Dec. 1, 2005 - If it's Wednesday, then it must be Spain.

Harrah's Entertainment Chairman Gary Loveman racked up the frequent flier mileage in November, concluding the month by announcing the company plans to co-develop a Caesars casino resort in the master-planned El Reino community of Ciudad Real, 118 miles south of Madrid.

The announcement capped a month of international development activity for the world's largest casino operator.

On Tuesday, Harrah's said it signed a memorandum of understanding with Slovenia's largest casino operator to develop a luxury casino resort in Nova Gorica, Slovenia. Earlier in November, Harrah's announced plans to enter the Bahamas, signing a letter of intent with Baha Mar Resorts and Starwood Hotels to create an 1,000-acre destination beachfront resort.

In all three developments, which total almost $3 billion in investments by Harrah's and its partners, the casino complexes will be the largest of their kind in each particular country.

And Loveman has the company's sights trained on one additional international project, one of two potentially lucrative casino locations in Singapore.

In an interview Wednesday from Madrid, Loveman said there is a marked change in international gaming attitudes, especially in Europe. Casino customers are desiring more of a Las Vegas-style, all-inclusive resort experience rather than the traditional small and intimate setting.

Most European casinos, he said, offer limited services.

"I think this project (in Spain) and the projects we've announced show that international customers are attracted to the Las Vegas resort setting," Loveman said. "These projects are all in important markets where there isn't a high-quality gaming experience."

The projects offer an avenue for Harrah's to bring the Caesars brand, which the company purchased in June as part of its $9 billion buyout of Caesars Entertainment, into international jurisdictions. He said, however, Harrah's was still assessing whether to use the Caesars theme in Slovenia, which borders Italy and is expected to draw upon a large Italian customer base.
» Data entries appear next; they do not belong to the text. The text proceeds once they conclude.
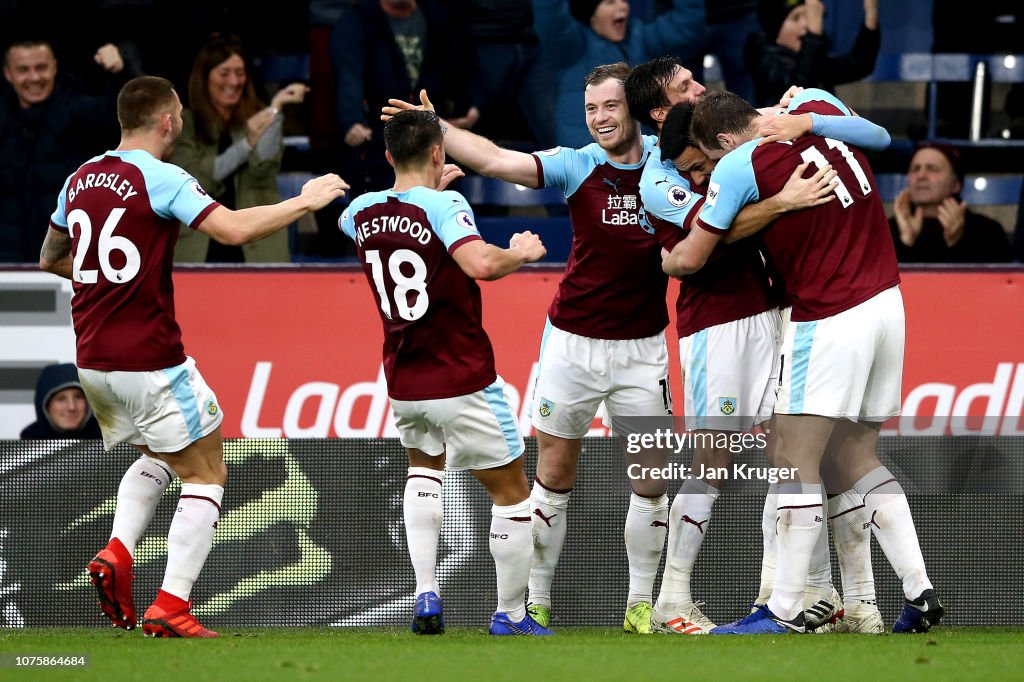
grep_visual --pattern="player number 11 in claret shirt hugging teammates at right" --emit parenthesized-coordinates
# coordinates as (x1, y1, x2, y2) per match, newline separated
(664, 90, 943, 634)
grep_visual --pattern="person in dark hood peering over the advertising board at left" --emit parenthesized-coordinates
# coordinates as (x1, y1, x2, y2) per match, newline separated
(22, 363, 99, 440)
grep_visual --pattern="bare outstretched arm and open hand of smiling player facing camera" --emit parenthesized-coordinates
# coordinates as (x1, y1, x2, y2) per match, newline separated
(381, 90, 539, 189)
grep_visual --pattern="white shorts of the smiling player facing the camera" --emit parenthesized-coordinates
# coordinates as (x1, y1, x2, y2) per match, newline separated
(530, 321, 672, 438)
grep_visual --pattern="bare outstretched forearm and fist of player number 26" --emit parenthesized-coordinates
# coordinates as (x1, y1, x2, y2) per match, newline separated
(197, 173, 348, 246)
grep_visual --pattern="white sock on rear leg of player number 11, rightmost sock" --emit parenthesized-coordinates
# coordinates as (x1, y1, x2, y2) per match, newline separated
(853, 467, 932, 599)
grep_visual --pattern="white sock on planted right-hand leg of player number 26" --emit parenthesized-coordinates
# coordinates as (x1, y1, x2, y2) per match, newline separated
(161, 483, 224, 601)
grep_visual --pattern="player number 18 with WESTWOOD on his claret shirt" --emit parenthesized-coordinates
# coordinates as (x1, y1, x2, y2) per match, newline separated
(339, 111, 551, 635)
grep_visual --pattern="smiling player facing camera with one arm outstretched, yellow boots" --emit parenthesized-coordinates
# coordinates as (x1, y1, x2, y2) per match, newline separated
(384, 62, 671, 634)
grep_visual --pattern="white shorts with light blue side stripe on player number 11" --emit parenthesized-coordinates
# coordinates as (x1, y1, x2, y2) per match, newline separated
(775, 287, 906, 422)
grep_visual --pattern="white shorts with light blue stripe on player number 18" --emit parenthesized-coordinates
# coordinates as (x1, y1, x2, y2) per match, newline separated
(391, 377, 524, 471)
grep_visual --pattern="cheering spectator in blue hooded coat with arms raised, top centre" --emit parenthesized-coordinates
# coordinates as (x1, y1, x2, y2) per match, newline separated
(534, 0, 706, 147)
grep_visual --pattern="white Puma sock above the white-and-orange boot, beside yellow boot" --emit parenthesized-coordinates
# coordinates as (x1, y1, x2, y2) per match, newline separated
(657, 478, 719, 611)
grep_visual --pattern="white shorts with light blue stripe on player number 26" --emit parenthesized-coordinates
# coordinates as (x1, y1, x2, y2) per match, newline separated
(78, 357, 224, 453)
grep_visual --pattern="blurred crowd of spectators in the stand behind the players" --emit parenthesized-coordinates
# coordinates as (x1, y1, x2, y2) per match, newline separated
(0, 0, 1024, 263)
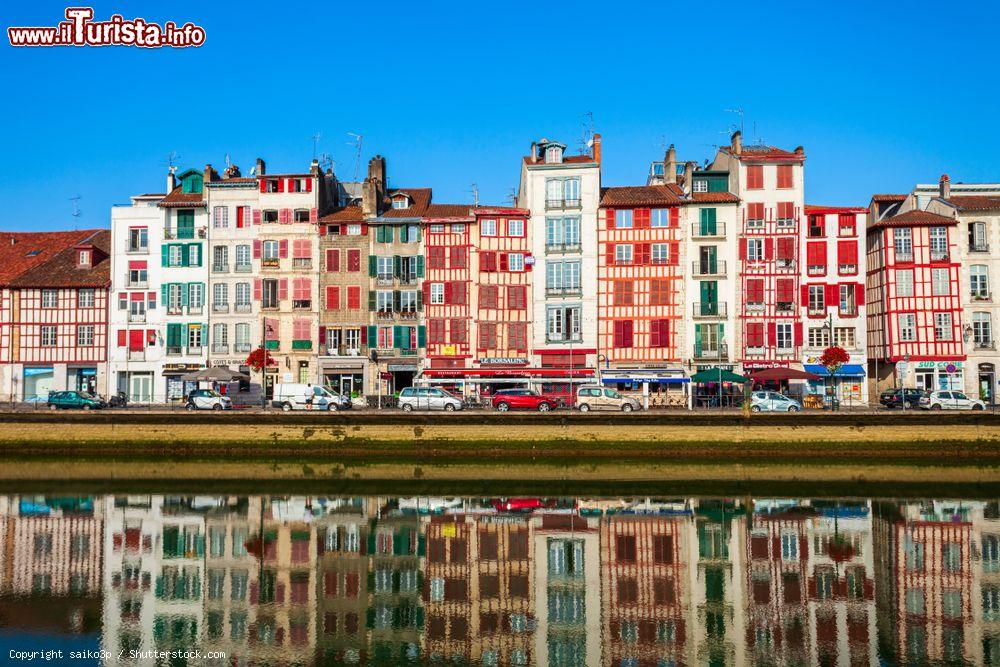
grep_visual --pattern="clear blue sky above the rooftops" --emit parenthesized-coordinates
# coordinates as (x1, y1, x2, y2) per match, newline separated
(0, 0, 1000, 230)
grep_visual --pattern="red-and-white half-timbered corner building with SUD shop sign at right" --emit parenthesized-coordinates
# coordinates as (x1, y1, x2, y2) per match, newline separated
(866, 210, 965, 390)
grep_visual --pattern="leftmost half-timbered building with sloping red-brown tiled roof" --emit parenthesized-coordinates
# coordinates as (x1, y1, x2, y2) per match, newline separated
(0, 230, 111, 402)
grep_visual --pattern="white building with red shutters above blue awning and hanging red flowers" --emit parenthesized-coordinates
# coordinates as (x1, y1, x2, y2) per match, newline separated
(799, 206, 868, 404)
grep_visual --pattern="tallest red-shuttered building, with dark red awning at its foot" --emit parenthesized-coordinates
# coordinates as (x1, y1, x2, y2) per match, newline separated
(710, 132, 805, 373)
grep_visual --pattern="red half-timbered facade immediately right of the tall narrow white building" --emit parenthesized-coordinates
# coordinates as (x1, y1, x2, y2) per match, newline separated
(597, 185, 684, 367)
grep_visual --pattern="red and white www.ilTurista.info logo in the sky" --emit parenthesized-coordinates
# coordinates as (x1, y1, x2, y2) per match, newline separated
(7, 7, 205, 49)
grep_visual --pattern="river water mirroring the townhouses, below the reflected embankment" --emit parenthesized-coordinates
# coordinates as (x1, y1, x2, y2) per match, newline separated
(0, 493, 1000, 667)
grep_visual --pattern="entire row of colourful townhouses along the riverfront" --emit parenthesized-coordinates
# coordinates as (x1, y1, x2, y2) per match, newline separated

Loveman said the three projects, which include casinos, upscale hotels, golf courses, spas, retail, entertainment and other amenities, could all be under construction at the same time next year.

"After the merger, we set aside the organizational resources to create a unit of people dedicated to building new Caesars projects," Loveman said.

In Singapore, Harrah's is hoping to land the casino-resort contract in the Marina Bay district with its partner, Keppel Land, a Singapore-based real estate developer. Loveman said if the company doesn't win the bid for that site, it will bid on a second Singapore project .

Loveman said the recently announced international projects will play a role in showing the Singapore government that Harrah's is committed to international development.

"(Singapore) is a beneficial byproduct, but that's not the primary reason behind these developments," Loveman said. "These are terrific business opportunities for the company."

Harrah's will finance the international projects differently than its domestic projects, Loveman said. And with partners, the company won't be responsible for the entire project.

Wall Street seemed somewhat supportive of the deals. Shares of Harrah's traded up as much as $1 higher for part of Wednesday's session on the New York Stock Exchange. However, Harrah's ended the day lower at $68.07, off 45 cents, or 0.66 percent.

Deutsche Bank gaming analyst Marc Falcone said the international investment is low risk with limited capital but offers a high return that includes increased brand awareness.